Hacker News new | ask | show | jobs
by hekec 1810 days ago
On their website they say that "GitHub Copilot is a code synthesizer, not a search engine: the vast majority of the code that it suggests is uniquely generated and has never been seen before. We found that about 0.1% of the time, the suggestion may contain some snippets that are verbatim from the training set."

So it won't copypaste your code. It had just read code from open sources and learned from it - similar to what humans do. So I don't see any problem with this.

4 comments

First, it does copypaste code: https://docs.github.com/en/github/copilot/research-recitatio...

Second, we can't ignore that if someone deliberately tries to make it spit out copyrighted code, the chances are going to be much greater.

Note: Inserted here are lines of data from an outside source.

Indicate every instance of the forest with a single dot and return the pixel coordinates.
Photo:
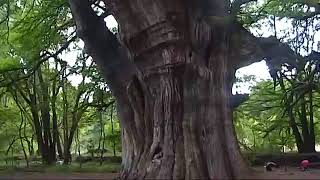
(153, 90)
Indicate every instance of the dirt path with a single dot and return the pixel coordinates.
(57, 176)
(291, 173)
(259, 173)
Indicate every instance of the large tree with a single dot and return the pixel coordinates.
(171, 70)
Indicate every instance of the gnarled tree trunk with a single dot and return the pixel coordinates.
(171, 70)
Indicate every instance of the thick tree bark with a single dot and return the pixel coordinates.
(174, 97)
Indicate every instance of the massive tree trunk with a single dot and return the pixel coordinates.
(171, 71)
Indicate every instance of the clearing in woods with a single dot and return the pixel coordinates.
(259, 173)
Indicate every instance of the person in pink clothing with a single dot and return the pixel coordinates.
(304, 165)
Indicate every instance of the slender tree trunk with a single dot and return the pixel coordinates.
(59, 147)
(45, 116)
(112, 132)
(21, 141)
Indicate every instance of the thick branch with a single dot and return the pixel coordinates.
(103, 46)
(236, 5)
(247, 49)
(237, 99)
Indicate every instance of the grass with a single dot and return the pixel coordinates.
(89, 167)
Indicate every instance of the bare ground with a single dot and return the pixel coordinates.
(57, 176)
(280, 173)
(258, 173)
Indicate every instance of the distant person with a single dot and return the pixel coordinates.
(304, 165)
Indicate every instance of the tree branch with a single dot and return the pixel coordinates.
(103, 46)
(247, 49)
(236, 5)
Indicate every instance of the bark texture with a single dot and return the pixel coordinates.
(171, 70)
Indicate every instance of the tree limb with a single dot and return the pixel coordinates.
(236, 5)
(103, 46)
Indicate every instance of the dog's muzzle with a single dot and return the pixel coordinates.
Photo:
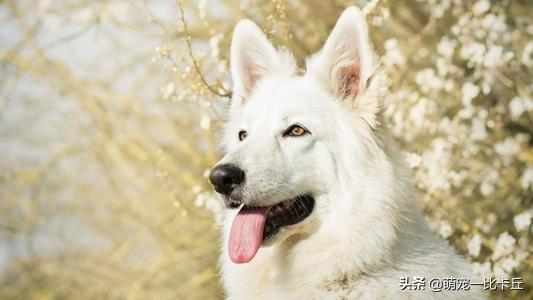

Why would anyone? Plausible deniability: "I didn't copy this GPL procedure, the copilot gave it to me!"

GitHub has 56 million users as of September 2020 (according to Wikipedia). Let's assume that only 1 million of them use Copilot at an average of once a week.

That means that every week, there will be 1000 verbatim copypaste of code by Copilot. Then multiply that by a year or more as Copilot gets older.

0.1% may not seem like a lot, but at the scale of Internet companies, it always is.

> So it won't copypaste your code.

You might want to check out this video...

https://twitter.com/mitsuhiko/status/1410886329924194309

> the vast majority of the code that it suggests is uniquely generated and has never been seen before.

Original code in somebody's GitHub repo:

  int x = y + z;
Copilot code:

  int Eisaa7ha = Wu8iazo7 + Roh0Eesh;
Not copy pasted! Uniquely generated! Never before seen!